Why some IIoT initiatives don’t deliver expected business value

IoT and “digital transformation” efforts often fail. But is is not from lack of trying. In fact, companies that are working toward Digital Transformation are doing so with a zeal and eye towards performance results that haven’t been seen in the industry for decades. So why, despite all the efforts, technology initiatives intended to support operational objectives still fail to deliver the anticipated business value? LNS Research identified the most common causes of unsuccessful IIoT initiatives, and how to overcome them:

Implementation projects taking too long

IIoT projects differ from traditional IT projects in a certain way: They are more complex, have longer-term horizons and even require connection of new business areas than usual. Moreover, resistance to change and outdated existing organisational processes can be a major hurdles in getting a projects started let alone completed. It is important that all relevant stakeholder have buy-in before a project begins and that you identify and define the successes that IoT solutions can bring and its further potential.

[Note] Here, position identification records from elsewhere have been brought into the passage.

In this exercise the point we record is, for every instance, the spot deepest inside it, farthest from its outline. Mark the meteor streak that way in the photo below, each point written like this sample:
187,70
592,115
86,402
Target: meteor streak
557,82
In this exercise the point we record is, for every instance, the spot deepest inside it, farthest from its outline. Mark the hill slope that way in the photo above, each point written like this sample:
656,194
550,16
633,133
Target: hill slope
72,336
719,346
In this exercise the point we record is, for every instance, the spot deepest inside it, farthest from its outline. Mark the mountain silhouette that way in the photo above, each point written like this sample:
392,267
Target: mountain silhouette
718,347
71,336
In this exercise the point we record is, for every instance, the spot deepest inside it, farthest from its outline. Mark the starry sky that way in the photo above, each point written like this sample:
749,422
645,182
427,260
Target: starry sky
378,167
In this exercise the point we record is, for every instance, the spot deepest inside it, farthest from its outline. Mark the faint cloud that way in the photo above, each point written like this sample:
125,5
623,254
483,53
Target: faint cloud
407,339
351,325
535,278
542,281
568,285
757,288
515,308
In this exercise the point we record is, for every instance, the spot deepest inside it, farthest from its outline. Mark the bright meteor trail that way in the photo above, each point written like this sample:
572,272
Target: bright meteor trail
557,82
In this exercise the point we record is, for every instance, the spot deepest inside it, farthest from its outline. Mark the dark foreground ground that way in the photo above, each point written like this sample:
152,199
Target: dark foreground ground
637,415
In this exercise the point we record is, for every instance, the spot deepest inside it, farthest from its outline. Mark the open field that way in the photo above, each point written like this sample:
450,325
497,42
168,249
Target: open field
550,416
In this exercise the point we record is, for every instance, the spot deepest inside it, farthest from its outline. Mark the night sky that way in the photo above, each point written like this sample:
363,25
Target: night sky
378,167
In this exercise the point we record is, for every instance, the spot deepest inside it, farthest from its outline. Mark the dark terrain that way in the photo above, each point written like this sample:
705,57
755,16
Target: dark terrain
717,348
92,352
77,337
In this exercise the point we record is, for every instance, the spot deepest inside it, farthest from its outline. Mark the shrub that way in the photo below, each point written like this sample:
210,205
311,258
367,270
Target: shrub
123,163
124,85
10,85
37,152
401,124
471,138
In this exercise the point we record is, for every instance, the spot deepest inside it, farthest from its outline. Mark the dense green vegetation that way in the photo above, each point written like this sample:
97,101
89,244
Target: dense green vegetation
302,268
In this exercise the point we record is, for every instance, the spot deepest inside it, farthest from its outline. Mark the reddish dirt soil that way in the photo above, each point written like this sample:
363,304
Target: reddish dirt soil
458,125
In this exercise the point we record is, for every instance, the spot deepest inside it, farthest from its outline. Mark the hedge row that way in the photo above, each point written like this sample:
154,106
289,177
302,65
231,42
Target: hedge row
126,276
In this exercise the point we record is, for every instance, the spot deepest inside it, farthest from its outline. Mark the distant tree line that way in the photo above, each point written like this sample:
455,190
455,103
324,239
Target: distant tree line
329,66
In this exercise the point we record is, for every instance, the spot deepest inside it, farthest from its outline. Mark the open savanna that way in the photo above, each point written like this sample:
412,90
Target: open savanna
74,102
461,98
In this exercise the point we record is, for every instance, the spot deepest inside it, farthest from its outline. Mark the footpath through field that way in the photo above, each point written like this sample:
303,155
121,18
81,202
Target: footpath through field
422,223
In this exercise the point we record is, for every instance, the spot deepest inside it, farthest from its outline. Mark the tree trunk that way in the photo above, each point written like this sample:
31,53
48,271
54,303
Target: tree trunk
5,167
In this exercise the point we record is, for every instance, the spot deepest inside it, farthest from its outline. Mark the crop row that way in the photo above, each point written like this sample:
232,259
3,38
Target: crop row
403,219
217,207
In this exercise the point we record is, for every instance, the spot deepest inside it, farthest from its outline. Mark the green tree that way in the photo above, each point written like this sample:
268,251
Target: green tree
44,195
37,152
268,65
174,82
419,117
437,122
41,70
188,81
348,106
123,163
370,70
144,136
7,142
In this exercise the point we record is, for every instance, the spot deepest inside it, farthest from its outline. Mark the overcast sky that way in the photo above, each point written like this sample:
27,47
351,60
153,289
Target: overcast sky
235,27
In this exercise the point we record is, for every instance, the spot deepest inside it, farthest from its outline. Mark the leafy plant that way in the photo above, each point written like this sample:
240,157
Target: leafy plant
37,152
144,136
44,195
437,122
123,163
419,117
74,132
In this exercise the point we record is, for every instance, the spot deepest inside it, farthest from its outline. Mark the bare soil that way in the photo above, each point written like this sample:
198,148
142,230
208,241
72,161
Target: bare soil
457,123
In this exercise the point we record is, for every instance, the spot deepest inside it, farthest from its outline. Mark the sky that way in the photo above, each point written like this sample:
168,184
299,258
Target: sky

Implementation requires careful planning to ensure timely and successful adoption.

Software selection process resulting in split or no decision

An IoT platform is the heart of your entire IoT solution. Therefore choosing the software is one of the most essential decisions to be made through the project. A cross-functional team from information technology (IT) and operations technology (OT), IT security, production, logistics and finance may add to decision making time being extended beyond anticipation or, even worse, can lead to no consensus being reached at all. The stakes are high, particularly for companies that depend on IoT technology for growth, funding, and legitimacy. The best defense against failure is a thorough review of what IoT has done for your industry already, and selecting the verticals and functionality where it can make the most difference.

C-suite doubt

For hard-pressed C-suite executives it can be difficult to imagine the future possibilities created by IoT as only 32% of business leaders were taking any steps toward IoT connectivity. If your executive team requires convincing before investing in IoT,  you could teach them about IoT and demonstrate how it’s transforming the industries. You could also highlight potential consequences of missing out and more importantly, build a solid IoT proposal.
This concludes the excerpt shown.